Consolidation therapy was defined as a means by which to improve response/deeper therapy, by administration of treatment for a limited period, and maintenance is required to ‘maintain’ a response following therapy, by administration of treatment for a prolonged period. Maintenance therapy with lenalidomide is commonly used following two trials that compared lenalidomide versus placebo post-ASCT (IFM 2005-02, CALGB 100104) and resulted with a markedly improved PFS and OS. The STAMINA trial comparing three modes of treatment: consolidation, double ASCT and maintenance alone, is ongoing, but initial data suggest that the addition of lenalidomide/bortezomib and dexamethasone (RVD) consolidation or a second ASCT, provided no extra benefit when compared to a single transplant followed by lenalidomide maintenance. It was mentioned that the role of Allo-RIC should be revisited in the era of novel drugs, by means of “integrated programs”.
Strategies for patients non-eligible for transplant were then presented. The triplet regimen commonly used is MPT, based on data from 6 randomized trial to compare MPT versus MP: PFS = 20.4 vs. 15 months; HR = 0.67 and OS = 39.2 vs. 33 months; HR = 0.82. Substituting bortezomib for thalidomide (VMP) was also superior to MP alone, with a 13.3-month benefit in OS observed in one trial; although only a marginal benefit in PFS was observed for carfilzomib plus MP (KMP): 22.3 vs. 22.1 months. Positive data from the FIRST trial was shown, showing that continuous lenalidomide (Rd) was superior to MPT alone, and data from the SWOG S0777 study indicated an improved PFS and OS with the addition of bortezomib to Rd.

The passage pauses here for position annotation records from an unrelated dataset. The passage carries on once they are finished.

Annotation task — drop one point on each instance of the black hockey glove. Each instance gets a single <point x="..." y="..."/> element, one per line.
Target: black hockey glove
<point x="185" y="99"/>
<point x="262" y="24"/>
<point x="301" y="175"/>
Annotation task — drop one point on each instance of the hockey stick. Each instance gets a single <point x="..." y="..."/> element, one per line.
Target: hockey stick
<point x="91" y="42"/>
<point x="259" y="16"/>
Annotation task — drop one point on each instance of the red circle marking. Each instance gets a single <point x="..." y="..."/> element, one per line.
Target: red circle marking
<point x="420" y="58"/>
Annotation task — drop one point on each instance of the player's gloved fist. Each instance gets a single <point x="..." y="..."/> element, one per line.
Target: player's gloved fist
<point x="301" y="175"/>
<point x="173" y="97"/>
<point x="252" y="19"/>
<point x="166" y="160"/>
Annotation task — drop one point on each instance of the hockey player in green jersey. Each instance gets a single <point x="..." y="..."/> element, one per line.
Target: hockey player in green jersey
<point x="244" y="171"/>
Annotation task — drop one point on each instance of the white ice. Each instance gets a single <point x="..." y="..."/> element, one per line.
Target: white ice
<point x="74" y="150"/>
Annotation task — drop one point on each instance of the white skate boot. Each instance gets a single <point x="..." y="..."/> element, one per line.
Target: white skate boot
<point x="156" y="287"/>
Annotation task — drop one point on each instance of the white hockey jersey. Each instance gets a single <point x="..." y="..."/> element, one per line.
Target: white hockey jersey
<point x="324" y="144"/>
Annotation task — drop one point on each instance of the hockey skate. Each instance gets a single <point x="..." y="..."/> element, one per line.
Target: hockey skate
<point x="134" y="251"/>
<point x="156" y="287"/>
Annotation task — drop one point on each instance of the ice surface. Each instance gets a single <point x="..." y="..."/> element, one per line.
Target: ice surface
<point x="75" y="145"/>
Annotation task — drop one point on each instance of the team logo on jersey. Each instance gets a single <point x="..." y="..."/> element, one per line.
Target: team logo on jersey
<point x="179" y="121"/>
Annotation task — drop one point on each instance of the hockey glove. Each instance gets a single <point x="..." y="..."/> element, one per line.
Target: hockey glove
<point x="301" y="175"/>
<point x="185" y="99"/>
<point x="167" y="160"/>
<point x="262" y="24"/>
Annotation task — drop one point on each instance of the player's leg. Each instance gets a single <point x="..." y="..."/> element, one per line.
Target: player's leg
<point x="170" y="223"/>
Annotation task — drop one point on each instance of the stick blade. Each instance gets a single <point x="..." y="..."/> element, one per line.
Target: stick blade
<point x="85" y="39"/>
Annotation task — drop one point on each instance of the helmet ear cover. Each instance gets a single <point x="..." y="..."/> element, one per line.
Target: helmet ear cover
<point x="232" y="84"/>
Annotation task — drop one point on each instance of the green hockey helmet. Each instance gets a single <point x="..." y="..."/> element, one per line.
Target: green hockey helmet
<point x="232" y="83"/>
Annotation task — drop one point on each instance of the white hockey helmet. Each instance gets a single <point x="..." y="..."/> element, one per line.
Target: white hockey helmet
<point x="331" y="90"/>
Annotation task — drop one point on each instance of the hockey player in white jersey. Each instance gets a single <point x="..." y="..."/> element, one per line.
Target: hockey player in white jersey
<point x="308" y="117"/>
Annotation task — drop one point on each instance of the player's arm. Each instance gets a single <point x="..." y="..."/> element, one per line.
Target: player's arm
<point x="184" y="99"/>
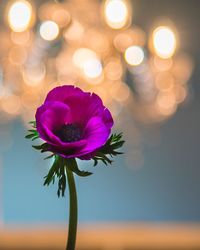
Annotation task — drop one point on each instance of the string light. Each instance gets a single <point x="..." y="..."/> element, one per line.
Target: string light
<point x="19" y="15"/>
<point x="94" y="53"/>
<point x="116" y="13"/>
<point x="164" y="42"/>
<point x="49" y="30"/>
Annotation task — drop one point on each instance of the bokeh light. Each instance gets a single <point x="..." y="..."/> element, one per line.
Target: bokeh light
<point x="19" y="15"/>
<point x="116" y="13"/>
<point x="92" y="68"/>
<point x="49" y="30"/>
<point x="164" y="42"/>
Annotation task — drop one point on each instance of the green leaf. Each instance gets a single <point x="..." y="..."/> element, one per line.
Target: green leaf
<point x="72" y="165"/>
<point x="109" y="149"/>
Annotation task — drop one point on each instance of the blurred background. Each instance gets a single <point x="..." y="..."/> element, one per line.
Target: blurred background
<point x="142" y="58"/>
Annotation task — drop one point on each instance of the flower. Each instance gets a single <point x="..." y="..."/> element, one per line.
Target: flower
<point x="73" y="123"/>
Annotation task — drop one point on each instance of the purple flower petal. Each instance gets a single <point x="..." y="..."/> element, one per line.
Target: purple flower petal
<point x="70" y="105"/>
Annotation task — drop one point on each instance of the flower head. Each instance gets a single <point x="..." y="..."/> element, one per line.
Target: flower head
<point x="73" y="123"/>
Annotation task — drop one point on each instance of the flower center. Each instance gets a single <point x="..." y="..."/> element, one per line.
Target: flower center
<point x="69" y="133"/>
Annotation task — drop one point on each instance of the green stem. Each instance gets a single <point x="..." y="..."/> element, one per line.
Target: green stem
<point x="72" y="228"/>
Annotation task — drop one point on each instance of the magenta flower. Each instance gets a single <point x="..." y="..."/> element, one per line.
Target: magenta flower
<point x="73" y="123"/>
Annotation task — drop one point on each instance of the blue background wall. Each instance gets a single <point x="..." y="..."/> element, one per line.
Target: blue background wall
<point x="167" y="187"/>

Finally, strategies in the relapsed setting were covered and it was emphasized that the choice must take into account disease-related factors such as type of relapse, cytogenetic risk, and, extramedullary disease, as well as the efficacy and safety of previous treatments (second ASCT if PFS>3 yr), and patient-related factors (age, comorbidities, frailty). The options for treatment at relapse now include immunotherapy strategies, such as checkpoint inhibitors (eg. pembrolizumab), monoclonal antibodies such as anti-CS1 and anti-CD38, deacetylase inhibitors, BCL-2 inhibitors, XPO1 inhibitors, as well as anti-BCMA CAR-T cell modalities, and many other promising investigational drugs. Several case studies were presented:
Lastly, the four major targets for immunotherapy were outlined: direct targeting of surface tumor antigens (using monoclonal antibodies), boosting immune effectors (using adoptive T-cell therapy), activating tumor specific immunity (using vaccines), and overcoming inhibitory immune suppression (IMiDs and checkpoint inhibitors), and data was shown from the pembrolizumab trial and BCMA CAR T-cell studies.
MM was heralded a model for scientific and clinical success and progress. The advances in our understanding of MM cell biology has allowed us to identify prognostic factors and myeloma subtypes, and new drugs have been discovered with singular mechanisms of action. All this now enables us to define more efficiently individualized and tailored treatment strategies.